My guiding philosophy
Portals
Portals represent those mysterious moments when we cross into the unknown. They appear in fantasy novels, children’s stories, and art, but they also manifest in therapy, in the form of dream images, emotional breakthroughs, or significant life transitions.
These are threshold moments, invitations to transformation.
Portals offer a flexible, intuitive way to work with moments of change, unconscious material, and transformation. They help clients frame their experiences not as problems to fix, but as invitations to grow and see the world through a new lens.
The portal becomes a powerful symbol, not of escape, but of integration. Of crossing into a deeper knowing, and then returning with a new way of being.
Systems
Systems remind us that no one exists in isolation. We are shaped by the relationships, environments, and histories we move through, families, cultures, and inner narratives that all interweave to form the context of our lives.

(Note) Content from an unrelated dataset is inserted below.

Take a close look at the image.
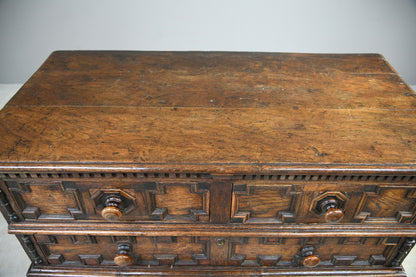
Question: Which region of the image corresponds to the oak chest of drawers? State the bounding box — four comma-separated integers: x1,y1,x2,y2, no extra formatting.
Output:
0,51,416,276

In therapy, systems thinking invites us to look beyond individual symptoms and consider the larger patterns at play. It asks: What roles are we cast into? What has shaped who we are? And how might even a small shift ripple outward?

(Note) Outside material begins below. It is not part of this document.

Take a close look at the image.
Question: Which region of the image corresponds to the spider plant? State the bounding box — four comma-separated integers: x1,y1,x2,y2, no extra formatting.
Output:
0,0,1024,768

Working with systems helps clients understand their struggles not as personal failures, but as intelligent responses to the systems they live within. It offers a compassionate, relational lens, one that sees healing not as a solo act, but as something that echoes across connection.
Embodiment
Embodiment recognizes that the body and mind are deeply interconnected, not separate parts, but a living, dynamic whole. When something shifts inside us, whether a sensation, emotion, or belief, it shapes how we perceive and respond to the world around us.
At the same time, the environments we move through, the relationships we engage in, and the cultural messages we absorb influence our internal experience, often expressing themselves through the body.

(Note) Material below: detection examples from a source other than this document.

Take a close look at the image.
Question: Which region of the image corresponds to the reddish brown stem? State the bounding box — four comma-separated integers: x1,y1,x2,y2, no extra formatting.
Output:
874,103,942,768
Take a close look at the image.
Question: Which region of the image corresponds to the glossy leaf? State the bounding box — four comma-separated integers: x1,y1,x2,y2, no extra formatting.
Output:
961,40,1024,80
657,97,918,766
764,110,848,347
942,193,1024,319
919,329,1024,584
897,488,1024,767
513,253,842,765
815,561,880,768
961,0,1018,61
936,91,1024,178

This ongoing, two-way interaction means healing and change are never isolated to just thoughts, feelings, or external circumstances alone. Instead, they ripple through all parts of our experience, influencing one another in complex ways.
For example, feeling a tightness in the chest might point to an emotional response to stress, and by learning to regulate that bodily sensation, we can transform how we engage with the world.
In therapy, embodiment invites clients to reconnect with their felt sense, increase somatic awareness, and explore how their bodies carry both personal stories and cultural histories. This process opens the possibility of moving through life with greater presence, agency, and authentic connection.